Mit der Albatros Buchhandlung bist du auch auf Instagram aktiv und gibst regelmäßig (sehr gute!) Lesetipps. Wie wichtig sind die Social Media Plattformen inzwischen für den Buchhandel?
Definitiv wichtig sind sie für mich, um Tipps und Empfehlungen von Menschen zu bekommen, deren Meinung ich wertschätze.
In der Gegenrichtung kommt es schon vor, dass Menschen reinkommen und das Buch kaufen, das wir gestern gepostet haben, weil es interessant klang. Die Vorstellung, dass ein Post dazu führt, dass wir ein Buch gleich stapelweise verkaufen, ist leider aber fast immer irrig. Ich sehe daher unser Posten bei Social Media weniger als Verkaufs-Ankurbelung, sondern eher als Möglichkeit, unser Profil sichtbar zu definieren, Haltung zu zeigen und uns in Erinnerung zu rufen. Vielleicht kommen die Leute mal wieder zum Stöbern und Plaudern vorbei, kaufen aber ein ganz anderes Buch und nicht das Vorgestellte.
Was meinst du, wie sieht die Zukunft des Buches aus – und des Buchhandels?
Aus der Vergangenheit extrapoliert gehe ich schon davon aus, dass das Buch eine Zukunft hat, die auch nicht so schnell vorbei sein wird, auch wenn sich Marktanteile und Druckformate ändern.
Der Marktanteil der kleinen Buchhandlungen ist schwer zu verteidigen. Aber ich glaube, dass wir bestehen oder sogar die Konzerne ein Stück zurückdrängen können, wenn wir untereinander solidarisch agieren, wenn wir unsere Stärken in den Fokus rücken und wenn wir uns dort, wo die großen Ketten zugegebenermaßen besser sind, ein paar Sachen abschauen und Technologie zu unserem Nutzen einsetzen.
Albatros
befindet sich seit 1982 im Fedelhören in der Bremer Innenstadt. Vor Ort gibt es eine Auswahl an Romanen und Erzählungen, ein gepflegtes Krimi- und Lyrikregal sowie spannende Literatur zu Architektur, Kunst, Philosophie, Geschichte, Politik und Psychoanalyse.

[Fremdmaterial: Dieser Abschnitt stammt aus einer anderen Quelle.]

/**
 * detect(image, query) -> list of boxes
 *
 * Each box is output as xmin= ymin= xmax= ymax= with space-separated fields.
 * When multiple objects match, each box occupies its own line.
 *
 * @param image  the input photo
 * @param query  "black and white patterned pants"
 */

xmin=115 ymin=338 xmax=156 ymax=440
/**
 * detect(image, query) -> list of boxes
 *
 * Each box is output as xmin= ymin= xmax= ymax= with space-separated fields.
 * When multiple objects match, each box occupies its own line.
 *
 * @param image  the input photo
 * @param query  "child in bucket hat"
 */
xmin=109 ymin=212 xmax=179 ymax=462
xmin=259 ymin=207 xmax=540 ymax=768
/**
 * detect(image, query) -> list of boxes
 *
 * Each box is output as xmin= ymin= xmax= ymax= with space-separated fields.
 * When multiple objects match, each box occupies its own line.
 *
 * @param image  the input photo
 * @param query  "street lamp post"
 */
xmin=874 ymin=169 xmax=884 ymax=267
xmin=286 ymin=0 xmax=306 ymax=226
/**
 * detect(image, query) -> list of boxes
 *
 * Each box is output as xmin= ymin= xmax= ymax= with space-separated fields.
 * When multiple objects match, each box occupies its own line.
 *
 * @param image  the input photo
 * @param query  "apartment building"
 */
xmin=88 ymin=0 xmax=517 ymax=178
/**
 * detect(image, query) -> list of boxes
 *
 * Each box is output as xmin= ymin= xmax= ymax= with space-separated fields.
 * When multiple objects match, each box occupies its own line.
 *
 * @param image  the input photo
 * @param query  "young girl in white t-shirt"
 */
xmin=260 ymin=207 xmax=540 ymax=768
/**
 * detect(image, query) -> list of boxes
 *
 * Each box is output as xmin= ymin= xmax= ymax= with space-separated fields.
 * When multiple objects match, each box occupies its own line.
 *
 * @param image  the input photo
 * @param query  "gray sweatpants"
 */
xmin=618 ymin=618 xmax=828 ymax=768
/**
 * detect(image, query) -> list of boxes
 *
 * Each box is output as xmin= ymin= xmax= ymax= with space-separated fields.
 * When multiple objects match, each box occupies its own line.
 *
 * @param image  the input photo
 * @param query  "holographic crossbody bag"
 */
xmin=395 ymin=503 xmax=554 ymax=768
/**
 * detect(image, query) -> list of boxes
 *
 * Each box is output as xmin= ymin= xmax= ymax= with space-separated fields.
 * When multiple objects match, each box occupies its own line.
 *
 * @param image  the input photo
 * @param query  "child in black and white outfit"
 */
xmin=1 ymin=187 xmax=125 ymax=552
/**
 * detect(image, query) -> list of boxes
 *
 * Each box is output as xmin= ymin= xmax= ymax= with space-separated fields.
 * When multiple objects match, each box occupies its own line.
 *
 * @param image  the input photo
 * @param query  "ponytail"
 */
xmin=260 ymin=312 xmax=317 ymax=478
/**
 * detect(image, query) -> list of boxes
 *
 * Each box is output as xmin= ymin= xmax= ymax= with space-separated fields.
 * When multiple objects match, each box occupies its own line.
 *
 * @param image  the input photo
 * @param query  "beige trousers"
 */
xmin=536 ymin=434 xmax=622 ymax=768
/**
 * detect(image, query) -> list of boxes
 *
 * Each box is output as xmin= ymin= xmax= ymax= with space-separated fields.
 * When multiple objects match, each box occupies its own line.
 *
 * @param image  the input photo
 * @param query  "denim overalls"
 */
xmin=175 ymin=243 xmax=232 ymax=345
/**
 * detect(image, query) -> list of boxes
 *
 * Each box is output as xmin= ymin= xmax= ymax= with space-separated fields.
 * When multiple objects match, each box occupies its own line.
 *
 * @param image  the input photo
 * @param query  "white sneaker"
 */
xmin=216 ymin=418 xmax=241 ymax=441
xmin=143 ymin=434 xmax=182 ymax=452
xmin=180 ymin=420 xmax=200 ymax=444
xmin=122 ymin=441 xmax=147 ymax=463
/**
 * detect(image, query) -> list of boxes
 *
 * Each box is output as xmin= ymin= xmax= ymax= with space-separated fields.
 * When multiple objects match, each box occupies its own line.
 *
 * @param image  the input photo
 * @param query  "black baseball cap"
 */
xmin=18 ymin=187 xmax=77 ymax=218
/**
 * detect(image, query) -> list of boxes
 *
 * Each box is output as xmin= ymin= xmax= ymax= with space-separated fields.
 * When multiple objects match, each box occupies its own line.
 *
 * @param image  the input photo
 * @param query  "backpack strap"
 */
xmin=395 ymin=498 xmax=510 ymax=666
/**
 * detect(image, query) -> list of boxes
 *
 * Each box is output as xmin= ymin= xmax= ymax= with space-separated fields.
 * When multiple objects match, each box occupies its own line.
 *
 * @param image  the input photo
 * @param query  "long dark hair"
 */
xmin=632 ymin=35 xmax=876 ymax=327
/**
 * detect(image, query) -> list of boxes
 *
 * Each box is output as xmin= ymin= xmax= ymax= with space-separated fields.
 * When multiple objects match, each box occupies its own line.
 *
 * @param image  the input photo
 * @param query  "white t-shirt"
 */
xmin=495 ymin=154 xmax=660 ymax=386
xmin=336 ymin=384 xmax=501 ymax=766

Michael Hockel hat die Albatros Buchhandlung Anfang 2022 übernommen und die bisherige Grundausrichtung der Buchhandlung beibehalten. Er bietet weiterhin gute Literatur, ausgewählte Kinder- und Jugendbücher und relevante Sachbücher an – und hat seit der Übernahme das Sortiment behutsam jünger und diverser gestaltet.